En août 2003, au Honduras, le code pénal a été amendé pour interdire de façon spécifique l’existence des gangs de rue. Constatant que le taux de criminalité ne chutait pas, le Parlement a alors voté en faveur de peines d’emprisonnement, allant de 20 à 30 ans, pour les membres de gangs de rue commettant un acte « criminel », quel qu’il soit. Le mois dernier, les ministres de la Défense, de la Sécurité et de l’Intérieur du Guatemala, du El Salvador, du Honduras, du Nicaragua et du Costa Rica se sont rassemblés au Honduras afin de conclure une entente visant la création d’une équipe régionale composée de membres de l’armée, de la police et du pouvoir judiciaire.
Mais malheureusement, la guerre contre les gangs de rue se joue habituellement en marge du système judiciaire. Selon les plus récentes estimations publiées par le Comité de Familiares Detenidos-Desaparecidos au Honduras, au cours des quatre dernières années, plus de trois mille enfants et jeunes adultes de moins de 26 ans ont été tués par des escadrons de la mort.

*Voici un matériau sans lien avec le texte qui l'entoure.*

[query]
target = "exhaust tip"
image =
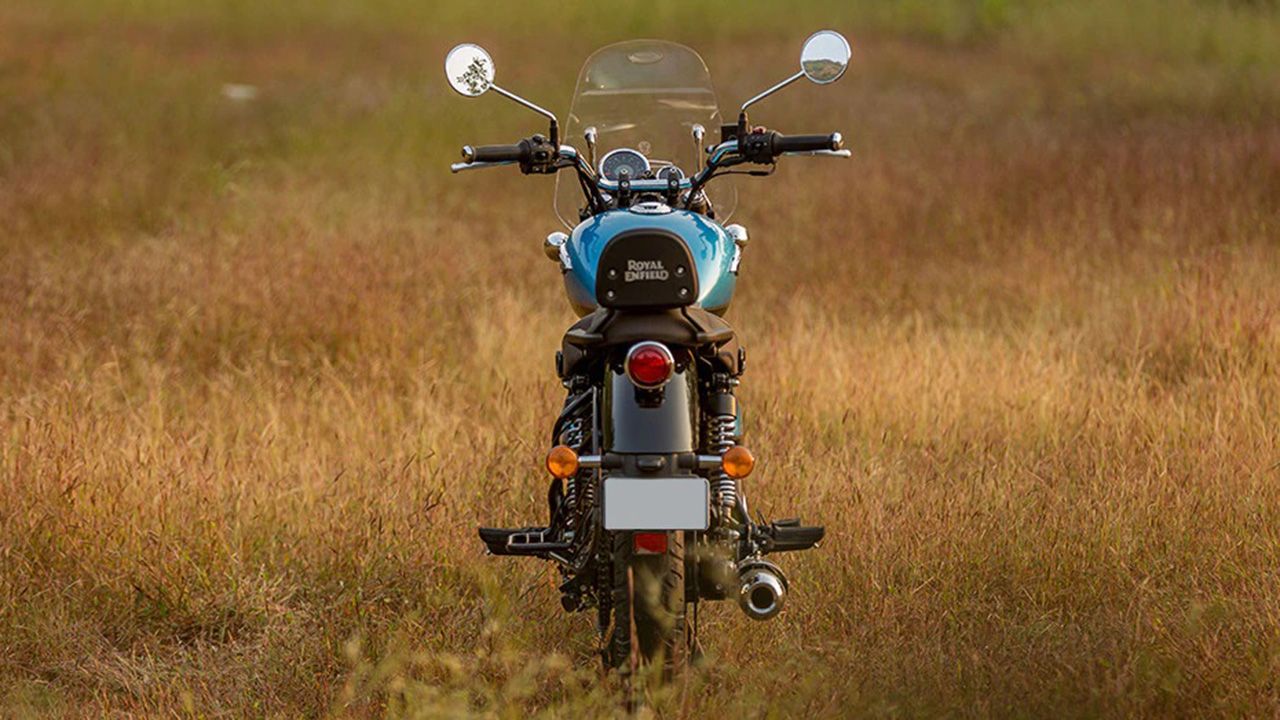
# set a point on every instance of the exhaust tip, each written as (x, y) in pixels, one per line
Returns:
(763, 589)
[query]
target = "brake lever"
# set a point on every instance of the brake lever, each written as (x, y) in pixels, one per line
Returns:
(821, 153)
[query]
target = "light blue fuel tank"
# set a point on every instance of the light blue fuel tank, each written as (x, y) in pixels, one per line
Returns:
(712, 247)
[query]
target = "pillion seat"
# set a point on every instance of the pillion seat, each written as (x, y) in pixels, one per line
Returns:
(682, 327)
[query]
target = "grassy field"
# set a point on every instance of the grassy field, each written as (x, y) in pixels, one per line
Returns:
(265, 365)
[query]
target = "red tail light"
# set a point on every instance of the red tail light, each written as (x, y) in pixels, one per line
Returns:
(649, 364)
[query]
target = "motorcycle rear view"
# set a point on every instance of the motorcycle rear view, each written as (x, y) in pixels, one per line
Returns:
(647, 510)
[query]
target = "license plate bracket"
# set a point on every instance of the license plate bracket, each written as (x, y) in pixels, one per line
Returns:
(657, 504)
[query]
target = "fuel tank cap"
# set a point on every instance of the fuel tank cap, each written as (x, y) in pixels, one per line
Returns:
(652, 208)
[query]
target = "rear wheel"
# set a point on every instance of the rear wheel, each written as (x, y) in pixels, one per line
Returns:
(648, 625)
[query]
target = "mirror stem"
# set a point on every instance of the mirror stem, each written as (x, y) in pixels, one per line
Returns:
(771, 91)
(554, 126)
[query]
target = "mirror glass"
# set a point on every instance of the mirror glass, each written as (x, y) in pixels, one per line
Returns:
(470, 69)
(824, 57)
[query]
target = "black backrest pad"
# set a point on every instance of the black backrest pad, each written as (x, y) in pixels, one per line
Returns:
(647, 268)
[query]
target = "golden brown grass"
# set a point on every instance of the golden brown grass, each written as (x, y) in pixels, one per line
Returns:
(264, 367)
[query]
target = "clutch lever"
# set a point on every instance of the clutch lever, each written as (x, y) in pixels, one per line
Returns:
(460, 167)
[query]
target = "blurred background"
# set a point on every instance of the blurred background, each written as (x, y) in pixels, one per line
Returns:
(265, 363)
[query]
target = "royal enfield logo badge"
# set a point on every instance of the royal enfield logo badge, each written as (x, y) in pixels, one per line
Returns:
(644, 270)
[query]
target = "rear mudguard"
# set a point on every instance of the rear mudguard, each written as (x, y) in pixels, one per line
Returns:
(634, 425)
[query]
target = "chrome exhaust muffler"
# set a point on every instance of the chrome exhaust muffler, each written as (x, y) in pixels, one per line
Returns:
(763, 589)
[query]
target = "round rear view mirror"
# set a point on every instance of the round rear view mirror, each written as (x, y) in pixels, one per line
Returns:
(470, 69)
(824, 57)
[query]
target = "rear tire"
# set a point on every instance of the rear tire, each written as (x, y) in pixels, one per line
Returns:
(648, 625)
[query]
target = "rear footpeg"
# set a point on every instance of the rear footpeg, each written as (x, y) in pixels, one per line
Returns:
(786, 536)
(535, 542)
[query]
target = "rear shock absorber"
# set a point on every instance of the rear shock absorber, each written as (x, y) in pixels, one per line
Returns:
(574, 436)
(721, 425)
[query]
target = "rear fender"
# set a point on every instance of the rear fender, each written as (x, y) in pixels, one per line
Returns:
(666, 428)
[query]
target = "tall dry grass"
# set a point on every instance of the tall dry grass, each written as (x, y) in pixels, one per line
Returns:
(264, 368)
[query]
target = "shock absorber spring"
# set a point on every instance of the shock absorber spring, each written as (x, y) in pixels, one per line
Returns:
(574, 436)
(720, 438)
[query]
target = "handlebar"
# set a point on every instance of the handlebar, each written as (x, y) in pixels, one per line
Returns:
(493, 154)
(764, 146)
(805, 142)
(534, 154)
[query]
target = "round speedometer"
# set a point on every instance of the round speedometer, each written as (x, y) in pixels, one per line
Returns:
(615, 162)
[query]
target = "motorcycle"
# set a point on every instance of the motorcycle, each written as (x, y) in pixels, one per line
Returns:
(647, 511)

Les données ont été fournies principalement par Amnistie internationale et les Nations unies, ainsi que par plusieurs organisations non gouvernementales locales.
Escalade
Les forces policières locales ont été sous-financées, mal formées et corrompues. En réaction, les citoyens exaspérés ont pris les armes pour former des escadrons volontaires afin d’assurer eux-mêmes la sécurité, tandis que des firmes de sécurité privées douteuses prolifèrent. De l’autre côté, les gangs de rue ne se font pas discrets et ne donnent pas dans la dentelle. L’an dernier, certains de leurs membres ont déchargé des têtes décapitées dans les rues de la capitale, accompagnées de notes exigeant du président Ricardo Maduro qu’il cesse ses mesures de répression à leur encontre.

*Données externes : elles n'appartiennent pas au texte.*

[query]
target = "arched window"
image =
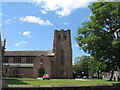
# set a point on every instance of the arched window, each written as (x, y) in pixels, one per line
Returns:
(62, 57)
(59, 37)
(65, 37)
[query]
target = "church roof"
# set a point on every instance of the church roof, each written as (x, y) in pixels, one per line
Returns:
(29, 53)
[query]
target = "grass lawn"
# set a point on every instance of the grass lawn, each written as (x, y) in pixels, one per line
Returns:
(30, 81)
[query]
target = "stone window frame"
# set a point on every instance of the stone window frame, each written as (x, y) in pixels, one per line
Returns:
(62, 56)
(59, 37)
(17, 60)
(30, 60)
(65, 37)
(6, 60)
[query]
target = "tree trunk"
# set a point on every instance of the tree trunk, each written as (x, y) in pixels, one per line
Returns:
(98, 75)
(111, 76)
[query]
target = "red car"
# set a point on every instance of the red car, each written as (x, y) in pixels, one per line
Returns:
(46, 76)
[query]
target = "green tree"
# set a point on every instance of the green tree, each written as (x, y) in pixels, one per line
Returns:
(87, 66)
(97, 37)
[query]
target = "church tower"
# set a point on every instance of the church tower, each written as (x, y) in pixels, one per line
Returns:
(63, 53)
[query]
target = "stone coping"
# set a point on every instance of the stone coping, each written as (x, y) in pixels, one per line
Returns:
(51, 86)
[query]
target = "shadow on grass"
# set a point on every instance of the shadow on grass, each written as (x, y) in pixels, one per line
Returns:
(15, 82)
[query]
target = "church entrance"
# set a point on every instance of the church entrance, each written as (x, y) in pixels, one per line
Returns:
(41, 71)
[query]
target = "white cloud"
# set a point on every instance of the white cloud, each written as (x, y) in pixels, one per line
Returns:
(65, 23)
(19, 43)
(8, 21)
(43, 11)
(27, 33)
(33, 19)
(62, 7)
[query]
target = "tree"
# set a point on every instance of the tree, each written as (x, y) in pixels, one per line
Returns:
(97, 36)
(87, 66)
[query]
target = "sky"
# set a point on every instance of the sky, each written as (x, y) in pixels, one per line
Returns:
(31, 25)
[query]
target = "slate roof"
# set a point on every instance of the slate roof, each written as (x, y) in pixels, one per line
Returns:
(29, 53)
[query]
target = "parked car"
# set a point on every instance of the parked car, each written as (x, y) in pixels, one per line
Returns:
(46, 76)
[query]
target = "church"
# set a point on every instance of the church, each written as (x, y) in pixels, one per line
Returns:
(35, 63)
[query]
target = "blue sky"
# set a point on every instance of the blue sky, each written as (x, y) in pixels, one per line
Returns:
(31, 25)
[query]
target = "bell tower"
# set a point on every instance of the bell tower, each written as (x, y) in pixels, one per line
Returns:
(63, 53)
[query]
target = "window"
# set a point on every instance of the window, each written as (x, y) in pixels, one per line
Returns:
(59, 37)
(29, 59)
(65, 37)
(16, 60)
(5, 60)
(62, 56)
(6, 70)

Actuellement, le taux d’homicides au Honduras est horrifiant, et la perception que la criminalité est en hausse et carrément hors de contrôle est omniprésente au sein de la société hondurienne. De ce fait, les rumeurs et la spéculation sont répandues et alimentent la peur : dans un récent discours, le président Maduro a comparé les gangs à l’organisation séparatiste basque ETA en Espagne, à la mafia italienne et à l’Armée républicaine irlandaise. Plusieurs sources de nouvelles locales ont cité le ministre de la Sécurité, Oscar Alvarez, spéculant sur la possibilité que les gangs puissent avoir des liens avec Al Qaïda.

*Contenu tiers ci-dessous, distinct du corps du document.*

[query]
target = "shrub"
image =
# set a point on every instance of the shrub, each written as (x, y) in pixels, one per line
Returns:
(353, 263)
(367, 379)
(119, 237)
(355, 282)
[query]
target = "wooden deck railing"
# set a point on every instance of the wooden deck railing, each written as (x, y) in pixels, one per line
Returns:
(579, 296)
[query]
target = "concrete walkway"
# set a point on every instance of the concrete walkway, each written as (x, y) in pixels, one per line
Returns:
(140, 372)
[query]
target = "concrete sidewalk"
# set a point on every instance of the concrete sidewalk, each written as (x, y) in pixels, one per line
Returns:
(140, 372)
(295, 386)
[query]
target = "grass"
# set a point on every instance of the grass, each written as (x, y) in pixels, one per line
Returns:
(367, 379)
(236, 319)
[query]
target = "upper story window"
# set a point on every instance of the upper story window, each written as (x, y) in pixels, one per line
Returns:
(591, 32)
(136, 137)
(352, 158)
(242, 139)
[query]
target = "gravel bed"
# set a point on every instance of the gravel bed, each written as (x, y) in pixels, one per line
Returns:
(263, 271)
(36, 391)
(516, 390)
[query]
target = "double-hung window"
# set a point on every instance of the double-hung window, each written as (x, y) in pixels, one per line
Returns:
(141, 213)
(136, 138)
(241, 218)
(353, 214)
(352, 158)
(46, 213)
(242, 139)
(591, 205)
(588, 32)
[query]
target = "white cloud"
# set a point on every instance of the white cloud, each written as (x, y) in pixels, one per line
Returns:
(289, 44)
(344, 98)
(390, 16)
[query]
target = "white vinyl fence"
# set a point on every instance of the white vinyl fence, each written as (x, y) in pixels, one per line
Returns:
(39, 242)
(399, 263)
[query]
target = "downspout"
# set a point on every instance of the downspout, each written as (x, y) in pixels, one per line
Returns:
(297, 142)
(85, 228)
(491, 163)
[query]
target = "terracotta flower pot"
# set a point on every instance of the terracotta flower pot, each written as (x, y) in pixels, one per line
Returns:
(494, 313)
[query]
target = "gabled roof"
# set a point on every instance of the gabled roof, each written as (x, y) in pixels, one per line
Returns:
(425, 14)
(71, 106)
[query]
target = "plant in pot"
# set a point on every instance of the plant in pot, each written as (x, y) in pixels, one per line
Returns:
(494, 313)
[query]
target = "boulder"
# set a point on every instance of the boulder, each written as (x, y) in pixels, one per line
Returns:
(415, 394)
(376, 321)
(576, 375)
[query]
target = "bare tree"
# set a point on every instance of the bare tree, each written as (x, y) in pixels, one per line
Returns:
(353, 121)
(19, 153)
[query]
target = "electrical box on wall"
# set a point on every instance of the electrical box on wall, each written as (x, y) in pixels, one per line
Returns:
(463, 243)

Tout ça, ce n’est pas faute d’information et de sensibilisation. Il existe au Honduras un certain nombre de groupes populaires extrêmement dévoués, bien informés et bien organisés qui ont participé à la collecte et à la diffusion d’informations sur les mises à mort d’enfants. Et les détails des graves violations des droits humains sont convenus et reconnus par toutes les parties impliquées. Il est donc difficile de comprendre comment il se peut que des corps massacrés d’enfants morts continuent d’être régulièrement retrouvés alors que l’information est de nature publique, relativement exacte et largement acceptée. Qu’ils soient délinquants ou pas, les enfants devraient tous avoir le droit de vivre sans être torturés et exécutés de façon arbitraire.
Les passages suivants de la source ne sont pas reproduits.